Brian Springall

Effects of noise pollution on predator avoidance behavior in Anurans (July 2015 to May 2016)

What is the focus of your research and why is it important?
I am doing research to test the distracted prey hypothesis in frogs. The hypothesis posits that animals exposed to anthropogenic noise (generated by humans) will be distracted by the noise and less likely to notice predators as quickly as they normally would, or at all (noticing through non-auditory means, if the prey animal does not notice the predator due to not being able to hear it over the anthropogenic sounds, that is acoustic masking, which is a different phenomenon). To test this, I am measuring the responses of frogs to the approach of a fake great blue heron head on a stick. The frogs in the experimental group are exposed to a recording of vehicles passing by on a highway, while those in the control group are exposed to ambient noise. Researching this topic is important to understanding a poorly understood aspect of human impact on nature. If noise pollution makes certain animals more susceptible to predation, then that will influence their population sizes near busy roadways. To my knowledge, no one has tested the distracted prey hypothesis in frogs before.

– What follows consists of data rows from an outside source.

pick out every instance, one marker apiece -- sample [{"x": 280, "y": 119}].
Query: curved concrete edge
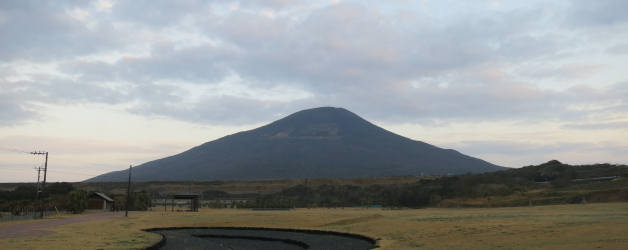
[{"x": 162, "y": 242}]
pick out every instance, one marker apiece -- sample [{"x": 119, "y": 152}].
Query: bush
[{"x": 77, "y": 201}]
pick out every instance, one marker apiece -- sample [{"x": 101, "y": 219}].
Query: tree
[{"x": 77, "y": 201}]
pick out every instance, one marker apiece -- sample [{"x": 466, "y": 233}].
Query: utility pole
[
  {"x": 43, "y": 185},
  {"x": 38, "y": 190},
  {"x": 128, "y": 194}
]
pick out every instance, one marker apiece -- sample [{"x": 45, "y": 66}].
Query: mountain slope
[{"x": 315, "y": 143}]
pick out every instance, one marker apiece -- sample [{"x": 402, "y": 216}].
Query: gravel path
[
  {"x": 34, "y": 228},
  {"x": 260, "y": 239}
]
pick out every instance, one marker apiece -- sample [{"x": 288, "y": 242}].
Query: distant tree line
[
  {"x": 61, "y": 196},
  {"x": 431, "y": 191}
]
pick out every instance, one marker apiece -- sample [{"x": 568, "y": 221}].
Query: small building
[
  {"x": 191, "y": 197},
  {"x": 100, "y": 201}
]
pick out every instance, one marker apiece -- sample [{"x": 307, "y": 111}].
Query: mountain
[{"x": 315, "y": 143}]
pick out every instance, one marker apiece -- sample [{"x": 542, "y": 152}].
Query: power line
[
  {"x": 9, "y": 149},
  {"x": 43, "y": 185}
]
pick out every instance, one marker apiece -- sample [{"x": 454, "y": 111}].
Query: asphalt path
[{"x": 259, "y": 239}]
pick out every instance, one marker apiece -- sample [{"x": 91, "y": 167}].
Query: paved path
[
  {"x": 35, "y": 228},
  {"x": 260, "y": 239}
]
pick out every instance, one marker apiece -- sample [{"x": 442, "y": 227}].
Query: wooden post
[{"x": 128, "y": 194}]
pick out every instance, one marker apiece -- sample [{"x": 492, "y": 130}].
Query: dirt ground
[{"x": 37, "y": 227}]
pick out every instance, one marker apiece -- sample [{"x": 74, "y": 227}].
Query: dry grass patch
[{"x": 544, "y": 227}]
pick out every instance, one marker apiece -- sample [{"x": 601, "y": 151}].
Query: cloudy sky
[{"x": 104, "y": 84}]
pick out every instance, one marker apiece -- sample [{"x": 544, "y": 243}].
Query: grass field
[{"x": 588, "y": 226}]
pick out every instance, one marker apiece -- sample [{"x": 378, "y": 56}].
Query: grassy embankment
[{"x": 589, "y": 226}]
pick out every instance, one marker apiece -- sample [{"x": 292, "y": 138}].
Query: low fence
[{"x": 26, "y": 215}]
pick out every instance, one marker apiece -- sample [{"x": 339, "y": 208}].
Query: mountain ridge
[{"x": 323, "y": 142}]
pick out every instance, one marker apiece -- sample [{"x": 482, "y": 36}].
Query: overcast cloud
[{"x": 228, "y": 63}]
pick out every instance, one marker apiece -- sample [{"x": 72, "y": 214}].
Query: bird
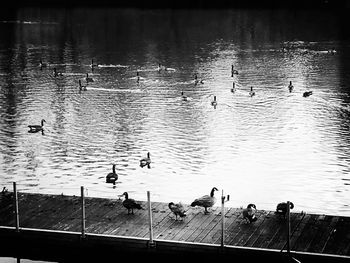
[
  {"x": 42, "y": 64},
  {"x": 233, "y": 87},
  {"x": 206, "y": 200},
  {"x": 183, "y": 96},
  {"x": 251, "y": 92},
  {"x": 36, "y": 128},
  {"x": 214, "y": 102},
  {"x": 112, "y": 177},
  {"x": 81, "y": 87},
  {"x": 56, "y": 74},
  {"x": 88, "y": 79},
  {"x": 307, "y": 93},
  {"x": 130, "y": 204},
  {"x": 177, "y": 209},
  {"x": 146, "y": 161},
  {"x": 249, "y": 213},
  {"x": 281, "y": 208}
]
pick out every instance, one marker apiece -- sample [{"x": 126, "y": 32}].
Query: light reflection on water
[{"x": 272, "y": 147}]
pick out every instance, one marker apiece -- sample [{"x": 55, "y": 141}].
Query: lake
[{"x": 263, "y": 149}]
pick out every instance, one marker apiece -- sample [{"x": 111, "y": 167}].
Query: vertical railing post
[
  {"x": 82, "y": 212},
  {"x": 16, "y": 206},
  {"x": 288, "y": 227},
  {"x": 222, "y": 219},
  {"x": 151, "y": 242}
]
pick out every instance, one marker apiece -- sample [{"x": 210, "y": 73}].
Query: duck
[
  {"x": 146, "y": 161},
  {"x": 290, "y": 86},
  {"x": 249, "y": 213},
  {"x": 183, "y": 96},
  {"x": 307, "y": 93},
  {"x": 214, "y": 102},
  {"x": 130, "y": 204},
  {"x": 112, "y": 177},
  {"x": 36, "y": 128},
  {"x": 281, "y": 208},
  {"x": 206, "y": 200},
  {"x": 55, "y": 73},
  {"x": 233, "y": 71},
  {"x": 81, "y": 87},
  {"x": 42, "y": 64},
  {"x": 233, "y": 90},
  {"x": 177, "y": 209},
  {"x": 251, "y": 92},
  {"x": 88, "y": 79}
]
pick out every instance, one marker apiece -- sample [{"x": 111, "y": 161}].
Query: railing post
[
  {"x": 82, "y": 212},
  {"x": 151, "y": 242},
  {"x": 288, "y": 227},
  {"x": 16, "y": 206}
]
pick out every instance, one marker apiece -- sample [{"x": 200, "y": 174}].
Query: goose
[
  {"x": 281, "y": 208},
  {"x": 36, "y": 128},
  {"x": 42, "y": 64},
  {"x": 307, "y": 93},
  {"x": 88, "y": 79},
  {"x": 233, "y": 87},
  {"x": 146, "y": 161},
  {"x": 233, "y": 71},
  {"x": 177, "y": 209},
  {"x": 56, "y": 74},
  {"x": 214, "y": 102},
  {"x": 81, "y": 87},
  {"x": 112, "y": 177},
  {"x": 206, "y": 200},
  {"x": 249, "y": 213},
  {"x": 251, "y": 92},
  {"x": 183, "y": 96},
  {"x": 130, "y": 204}
]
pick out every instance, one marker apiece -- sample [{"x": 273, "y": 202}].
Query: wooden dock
[{"x": 58, "y": 218}]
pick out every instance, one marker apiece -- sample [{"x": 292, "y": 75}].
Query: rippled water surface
[{"x": 272, "y": 147}]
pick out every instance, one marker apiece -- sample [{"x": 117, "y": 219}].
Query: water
[{"x": 273, "y": 147}]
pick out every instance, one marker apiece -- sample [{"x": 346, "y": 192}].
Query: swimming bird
[
  {"x": 251, "y": 92},
  {"x": 146, "y": 161},
  {"x": 42, "y": 64},
  {"x": 206, "y": 200},
  {"x": 36, "y": 128},
  {"x": 112, "y": 177},
  {"x": 307, "y": 93},
  {"x": 214, "y": 102},
  {"x": 130, "y": 204},
  {"x": 177, "y": 209},
  {"x": 290, "y": 86},
  {"x": 81, "y": 87},
  {"x": 56, "y": 74},
  {"x": 281, "y": 208},
  {"x": 183, "y": 96},
  {"x": 249, "y": 213},
  {"x": 88, "y": 79},
  {"x": 233, "y": 87}
]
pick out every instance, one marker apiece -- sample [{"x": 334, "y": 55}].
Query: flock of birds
[{"x": 205, "y": 201}]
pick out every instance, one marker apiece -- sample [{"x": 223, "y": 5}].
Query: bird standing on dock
[
  {"x": 88, "y": 79},
  {"x": 130, "y": 204},
  {"x": 177, "y": 209},
  {"x": 146, "y": 161},
  {"x": 307, "y": 93},
  {"x": 281, "y": 208},
  {"x": 206, "y": 200},
  {"x": 36, "y": 128},
  {"x": 249, "y": 213},
  {"x": 112, "y": 177}
]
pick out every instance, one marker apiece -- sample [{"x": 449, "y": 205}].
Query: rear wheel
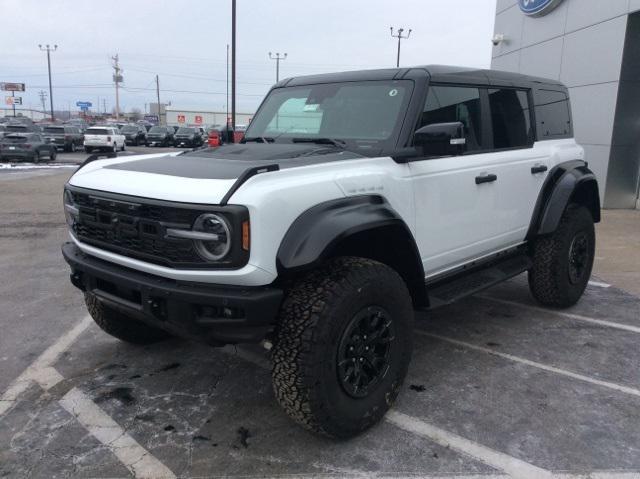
[
  {"x": 120, "y": 325},
  {"x": 343, "y": 345},
  {"x": 562, "y": 261}
]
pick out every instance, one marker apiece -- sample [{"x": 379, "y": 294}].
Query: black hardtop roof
[{"x": 438, "y": 73}]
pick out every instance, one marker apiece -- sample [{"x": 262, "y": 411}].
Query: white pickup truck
[{"x": 103, "y": 138}]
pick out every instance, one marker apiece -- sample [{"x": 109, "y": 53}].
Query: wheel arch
[
  {"x": 569, "y": 182},
  {"x": 365, "y": 226}
]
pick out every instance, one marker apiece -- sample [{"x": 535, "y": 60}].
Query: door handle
[{"x": 486, "y": 178}]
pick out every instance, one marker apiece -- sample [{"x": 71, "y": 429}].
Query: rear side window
[
  {"x": 511, "y": 118},
  {"x": 552, "y": 114},
  {"x": 447, "y": 104}
]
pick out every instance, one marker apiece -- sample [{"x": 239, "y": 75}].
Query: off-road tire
[
  {"x": 316, "y": 312},
  {"x": 121, "y": 326},
  {"x": 549, "y": 278}
]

What have you learned about conducting research?
One critical aspect of research that I have learned about while working on this project, which applies to all sciences, and not just zoology, is the process of designing an experiment. While some labs do require experimental design, those are generally quicker projects with guidelines from the teacher on what sort of experiment it should be. For this I have had to work from the beginning of the experimental design process, and research on what methodologies have been used by people who have done similar experiments and what techniques are best suited for the specific question. I have learned that even for something that seems relatively simple, such as my project, it can be a complicated endeavor. My original idea was scattered and the methodology would not have been as suited for replicating how such a scenario would occur in the wild, but with research and the aid of my advisers, I have been able to work out a focused methodology.

Describe a memorable research experience at Rice Creek Field Station.
A memorable research experience that comes to mind is one from when I was helping out with the amphibian disease study. We found this sub-adult salamander that had unfortunately already died (it was the beginning of spring, so it is possible that the cold of winter killed it). We put it in a bag of water to bring it back to campus. After a few minutes we noticed something swimming around in the water that was not there before. A small flatworm had swam out of a wound in the salamander's neck. We cannot really be sure if the flatworm was a parasite that was there when the salamander was alive, or a scavenger that came after it had died.

Where did you grow up and how did you become interested in science?
I grew up in the town of Dix Hills, which is in Suffolk County on Long Island. Even as a child I was always fascinated in animals and sciences, therefore biology in particular. My bookshelf was filled with science books, and most of the time in elementary school, when we would go to the library, while most of my classmates would check out story books, I would get ones on science. Though for much of my childhood, I was not really considering zoology as a career. For about seven years I actually wanted to become a toy company owner and design the toys and games. It was only really in high school, when I started thinking about where I wanted to go to school, and what I wanted to study (and at that point no longer dreamed of going into the toy business), that I decided that I wanted to go into zoology. While I do have other interests, since then, that is the only career path that I really see myself being passionate about pursuing.

What are your plans for the future?
My plans for the future are to become a researcher. I want to do something involving animal ecology and/ or their behavior (hence my frog study). I have not really figured out what taxon I want to focus on, given that so many of them are interesting. After graduating from Oswego I intend on going to a Master's program, and then after that, a Ph.D. program. Admittedly I have yet to decide where I want to go to do so. So for the next several months, I have a lot of work to do on that, in addition to work on this thesis, in addition to the normal school work.

Brian explains his project to children during Exploring Nature.